Sebastián fue hablando mientras deshacía con cuidado la cinta de seda que cubría los ojos de Gabriela.
A medida que la cinta caía, Gabriela abrió los ojos despacio. Lo que vio la dejó un poco aturdida.
Frente a ella, todo el paisaje era de un rojo intenso que se extendía hasta donde alcanzaba la vista.
El aire estaba impregnado de un aroma suave y dulce.
Eran rosas.
Se sentía como si estuviera en medio de un mar de rosas.
Era realmente impresionante.
No había momento en el que una chica no tuviera un corazoncito romántico, y las rosas... las rosas eran el símbolo máximo del amor.
Casi no había mujer que no disfrutara de las flores, y menos aún de las rosas.
En esa época del año, juntar tantas rosas en una ciudad como Mar Austral no era nada sencillo.

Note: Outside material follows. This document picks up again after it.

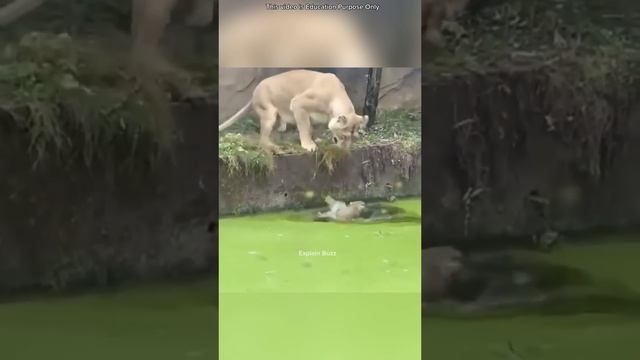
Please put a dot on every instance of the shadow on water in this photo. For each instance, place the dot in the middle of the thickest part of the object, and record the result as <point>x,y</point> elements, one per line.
<point>581,277</point>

Ver semejante cantidad de rosas era impactante. Decir que no lo era, sería mentir.
Ahora entendía por qué Sebastián le había pedido que cerrara los ojos cuando el helicóptero se acercaba a la isla. La razón estaba justo ahí.
—Gabi —dijo Sebastián mirándola a los ojos—, una rosa significa que solo tengo ojos para ti; dos rosas, que somos el uno para el otro; tres rosas, que yo te amo; cuatro rosas, que mi amor por ti nunca va a cambiar; cinco rosas, que te amo sin arrepentimientos; seis rosas, que quiero que siempre estemos juntos y que solo tengas felicidad en tu vida; siete rosas... y noventa y nueve rosas, que te amo; mil rosas, que te amaré para siempre, hasta el fin del mundo. Aquí tengo muchos ramos de mil rosas, porque mi amor por ti es fiel, inquebrantable, tan eterno como el mar y las montañas.
—Gabi, te amo.
Apenas terminó de decir esto, un pequeño dron apareció volando por el cielo.
El dron traía colgado un globo en forma de corazón.
Debajo de sus pies, un océano de rosas rojas; arriba, el cielo azul con unas cuantas nubes blancas; y de frente, ese globo volando directo hacia ellos. Todo parecía escena de una película romántica.
El dron se fue acercando, hasta detenerse justo frente a Sebastián.
Él alargó la mano y tomó el globo, sacando de él un anillo de compromiso escondido entre los lazos.
Entonces, apoyó una rodilla en el suelo, miró a Gabriela y, pronunciando cada palabra con firmeza, le dijo:
—Señorita Yllescas, ¿quieres casarte conmigo?
El diamante del anillo, del tamaño de una aceituna, brillaba con todos los colores bajo el sol.
Gabriela sabía que Sebastián estaba planeando pedirle matrimonio, pero jamás imaginó que el día llegaría tan pronto.
Y, sobre todo, nunca pensó que Sebastián, tan serio y directo, pudiera organizar algo así.
Siempre creyó que su propuesta sería él arrodillándose y soltando un simple: "Jefa, cásate conmigo", y ya. Pero no, no faltaba ni un solo detalle de todo ese ritual romántico.